The history of medicine is riddled with tales of misplaced trust in bloodthirsty surgeons and curious practitioners who violated their oaths to never do harm in the pursuit of their own dark interests. In fact, the advent of anesthesia in England heralded an age of horror and death, where mortality rates skyrocketed as doctors became enabled to explore living human bodies unhindered by the objections of a conscious patient. Some may say that we have exited such a cruel age of western medicine, and that doctors and biotech companies have earned our implicit trust, though there have still been relatively recent events which would otherwise invalidate that argument.

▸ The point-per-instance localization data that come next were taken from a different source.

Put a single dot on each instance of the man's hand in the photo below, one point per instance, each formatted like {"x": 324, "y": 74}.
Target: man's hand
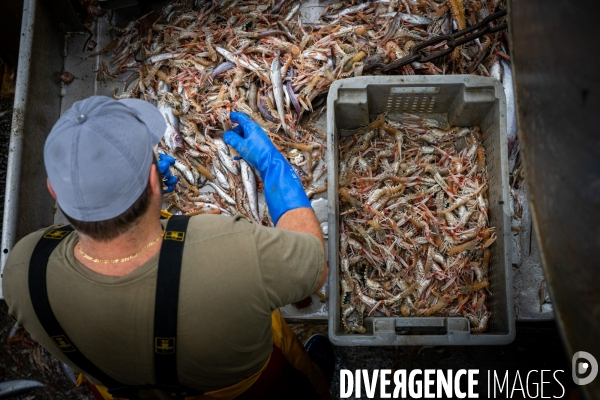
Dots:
{"x": 251, "y": 141}
{"x": 282, "y": 187}
{"x": 164, "y": 162}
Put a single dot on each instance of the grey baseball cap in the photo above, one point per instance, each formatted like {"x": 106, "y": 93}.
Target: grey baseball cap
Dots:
{"x": 98, "y": 155}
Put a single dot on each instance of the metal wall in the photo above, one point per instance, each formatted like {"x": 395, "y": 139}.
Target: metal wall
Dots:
{"x": 555, "y": 62}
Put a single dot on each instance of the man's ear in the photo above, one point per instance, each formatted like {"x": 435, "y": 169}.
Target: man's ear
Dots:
{"x": 50, "y": 188}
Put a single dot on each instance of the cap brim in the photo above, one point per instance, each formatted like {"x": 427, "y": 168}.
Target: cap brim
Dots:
{"x": 149, "y": 115}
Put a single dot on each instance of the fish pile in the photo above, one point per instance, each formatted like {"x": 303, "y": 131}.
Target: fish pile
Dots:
{"x": 414, "y": 229}
{"x": 197, "y": 61}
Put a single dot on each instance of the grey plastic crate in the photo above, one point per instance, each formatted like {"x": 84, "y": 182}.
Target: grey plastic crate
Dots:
{"x": 462, "y": 100}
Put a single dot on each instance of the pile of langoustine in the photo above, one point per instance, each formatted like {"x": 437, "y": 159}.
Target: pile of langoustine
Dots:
{"x": 197, "y": 61}
{"x": 415, "y": 237}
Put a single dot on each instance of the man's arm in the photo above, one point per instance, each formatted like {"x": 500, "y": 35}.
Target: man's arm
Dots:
{"x": 304, "y": 220}
{"x": 289, "y": 207}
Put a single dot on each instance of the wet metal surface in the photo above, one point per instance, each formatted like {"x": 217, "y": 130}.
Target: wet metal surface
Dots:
{"x": 558, "y": 123}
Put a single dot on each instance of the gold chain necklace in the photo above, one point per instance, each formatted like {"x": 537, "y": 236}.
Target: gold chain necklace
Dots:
{"x": 118, "y": 260}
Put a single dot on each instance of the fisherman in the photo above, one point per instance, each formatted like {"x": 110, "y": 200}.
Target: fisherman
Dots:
{"x": 145, "y": 307}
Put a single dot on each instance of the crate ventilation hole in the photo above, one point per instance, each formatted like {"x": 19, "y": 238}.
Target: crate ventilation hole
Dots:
{"x": 410, "y": 103}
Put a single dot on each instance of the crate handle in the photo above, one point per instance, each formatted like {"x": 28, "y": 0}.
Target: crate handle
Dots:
{"x": 421, "y": 326}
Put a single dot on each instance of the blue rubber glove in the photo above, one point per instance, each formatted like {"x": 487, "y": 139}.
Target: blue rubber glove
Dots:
{"x": 283, "y": 188}
{"x": 164, "y": 162}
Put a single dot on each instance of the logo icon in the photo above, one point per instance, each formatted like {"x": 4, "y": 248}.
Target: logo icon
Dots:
{"x": 164, "y": 345}
{"x": 585, "y": 368}
{"x": 63, "y": 343}
{"x": 56, "y": 234}
{"x": 174, "y": 235}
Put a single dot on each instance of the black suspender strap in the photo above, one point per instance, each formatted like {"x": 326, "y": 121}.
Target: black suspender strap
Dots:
{"x": 167, "y": 298}
{"x": 39, "y": 299}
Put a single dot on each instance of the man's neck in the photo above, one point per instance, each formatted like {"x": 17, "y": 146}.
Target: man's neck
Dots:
{"x": 133, "y": 241}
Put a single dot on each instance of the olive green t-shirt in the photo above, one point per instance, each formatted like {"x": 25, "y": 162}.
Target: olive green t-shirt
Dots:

If one were to look back not even 100 years through American history, you could rather easily find the infamous Tuskegee Syphilis Study, in which doctors from the U.S. Public Health Service experimented on Black men while withholding crucial information of the experiment in which they were participating from them. The men involved had had no knowledge that they were in a study on untreated syphilis in adult men, but instead were told that they were being treated for “bad blood”, a vague term used at the time for a number of conditions. In this experiment, over 200 men were given syphilis, with an additional 399 syphilis positive men monitored as well, in an age where little was known about the disease, and there was no present option of treatment or a cure.
The study, initially projected to last less than a year, was extended for roughly 40 years, until 1972, when it was exposed and subjected to a class-action lawsuit. While participants were initially subject to a number of treatments, such medications and trials were cut off, and the participants were restricted from the life-saving penicillin when it became later available within the duration of the experiment. This experiment disgusted both the medical community, as well as citizens of the world with the calloused and vile treatment of unknowing and undeserving men. It violated every tenet of modern doctors and left an indelible stain on the perception of doctors and experiments that would normally be in pursuit of vanquishing diseases that plague the world.
While there have been no recent events of similar scale and magnitude, a significant number of people find trusting health care professionals and medical companies to be an impossible task, which, in view of the number of regrettable events, is an entirely understandable viewpoint. While trust should not be implicit, it can be earned, and trust is necessary for ethical and well-meaning experiments to properly and effectively address and explore issues that plague current society. Often the information that doctors and drug companies look for can be embarrassing or personal, but it is often in the best interest of the patient, and of those who suffer from similar circumstances across the world. All too often we are at the whims and mercy of those around us, and while this can be a scary prospect given the number of historical events that tarnish their reputation, we can and should trust them, provided we can trust in a balancing force that holds those who commit misdeeds accountable for their actions as a means of discouraging future injustice.